The lengthy acoustic set by Old 97 front man Rhett Miller mixed band material, songs from his 2002 solo album, The Instigator(an uneven bid to fly the alt-country coop), and a few unrecorded numbers. But without the 97’s tough backing, Miller overcompensated, hacking away at breakneck speed and headbanging — he’s got the locks for it — as though something were happening up there that just plain wasn’t. Best in show: “The New Kid,” an incredibly bitter meditation on fame (“You’ll get carried away/You will be replaced”) with a sweeping, Smiths-worthy chorus.
Miller needed a band; Evan Dando could have left his at home. His show-closing spot was loose but affecting, especially on the Hank Williams–simple “Why Do You Do This to Yourself?” and the Lemonheads’ featherweight “Into Your Arms.” But the earlier electric portion was rife with the midtempo monotony that made people justifiably sick of “alternative rock” in the first place. Guitarist Chris Brokaw (also of Consonant) managed a few fiery leads, but he was outmatched by a profoundly uninventive rhythm section and Dando’s disengaged vocals. It’s great that Dando — who could tell Miller some Next Big Thing stories — has survived a decade of drugs and seclusion, but if his second act’s this dull, it’s no victory for his fans. (Franklin Bruno)
WEEN at the Wiltern, September 24
You’ve got to love a band that, on the 22nd song of its set, with a half-second guitar-riff cue, gets an audience of 3,000 singing — completely unbidden — the words “A child without an eye/Made her mother cry/Why ask why.” You just do, right — even if it’s a love that’s more begrudging, chuckling “Okay, nowwwww I get it” admiration than instinctive insta-lust. Ween is that kind of band: The further you go, the more you know how good they are. How great they are. ’Cuz you can’t dig where they’re at, the absurdly high level of their craft, until you’ve heard their range and depth, which tonight unfolds across two dozen–plus songs. Hastily scribbled show notes (“Jimmy Buffett . . . greatest electric-guitar riff ever . . . sensitive male super-power ballad . . . Crazy Horse crunch-stomp . . . King Crimson angular malignance . . . Bette Midler histrionics . . . endless anthemic Seger sap . . .”) describe an eccentric hophead’s mixtape made from parents’ records, or a high school prom gone horribly weird, rather than an epic performance by a plain-clothesed New Jersey five-piece with no light show to speak of, playing in a large room with boomy sound. But here they are, Dean Ween and Gene Ween and two other guys and none-more-underrated drummer Claude Coleman (miraculously recovered from a horrific car accident just a year ago), mounting a fake hit parade for the men and women who own Mr. ShowSeason IV bootlegs, who believe in sitting down on the couch for what you believe in.

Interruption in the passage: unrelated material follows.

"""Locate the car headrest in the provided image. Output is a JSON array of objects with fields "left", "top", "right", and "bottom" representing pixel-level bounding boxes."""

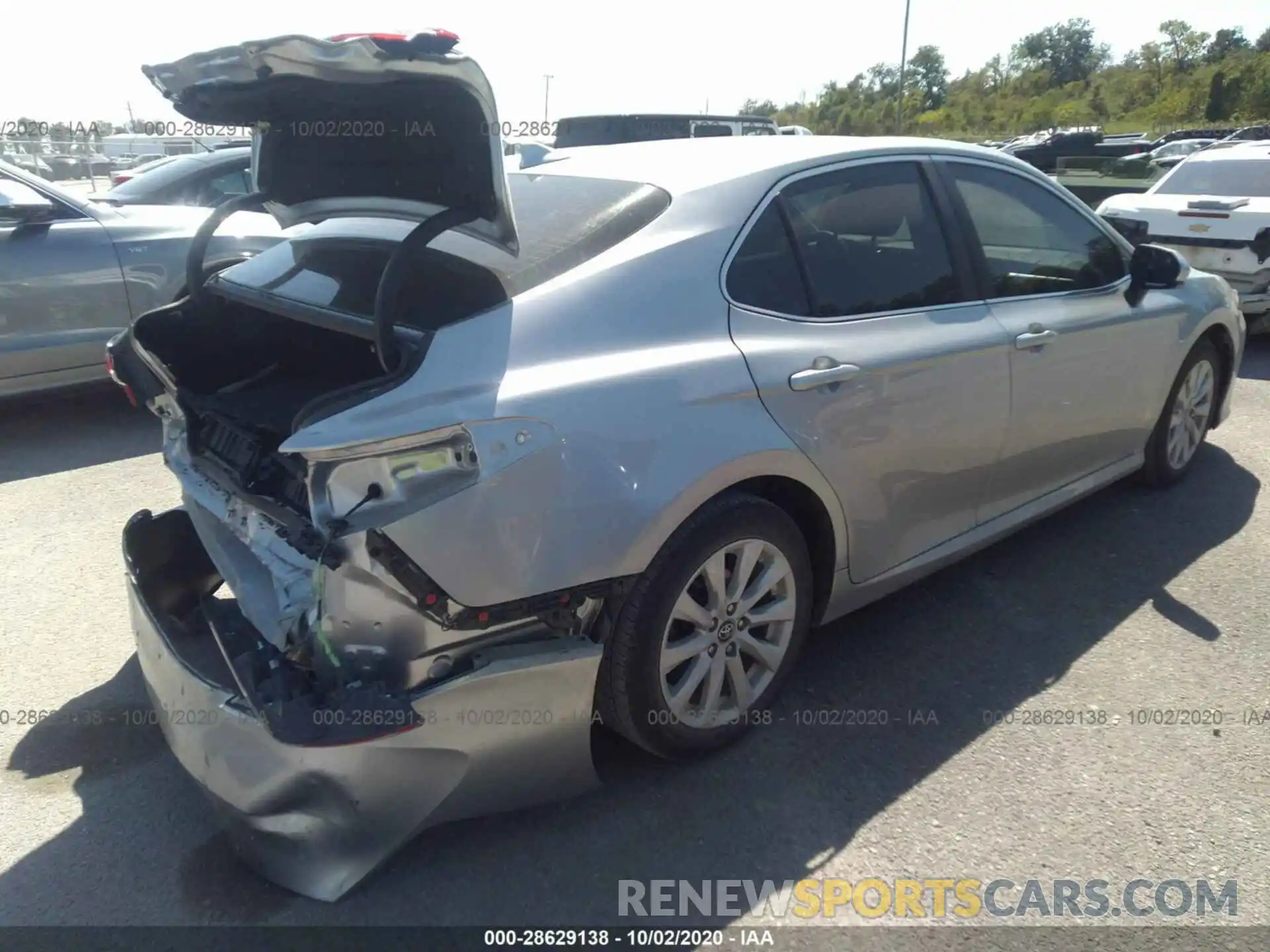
[{"left": 813, "top": 182, "right": 922, "bottom": 237}]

Tonight is the latest episode in a never-ending, always-expanding in-joke, made by genuine-genius musicians busily gobbling Pop whole and painting absurdly funny new parody-pictures from the resulting vomit/void action. Think Uncle Zappa, not Weird Al. And don’t ask why. (Jay Babcock)
POLE, I’M NOT A GUN, PHTHALOCYANINE at the Silent Movie, September 24
The drums and electric guitar of I’m Not a Gun offset much DJ laptopping from Phthalocyanine while Robert Drummond’s projected mirage of 10 years’ worth of past post cards from Green Galactic actions shambles through the night. A laptop delivers snowfallen rhythm lines moving like glass along the sibilance of the cymbals and disparate images of Southland landscapes. The places undoubtedly have changed across the years, seemingly immutable but for the smaller details, much as electronic music has been seen as a beast evolving and mutating — a beast seeking poise and reserve even as it occasionally remembers that it is, in fact, a beast.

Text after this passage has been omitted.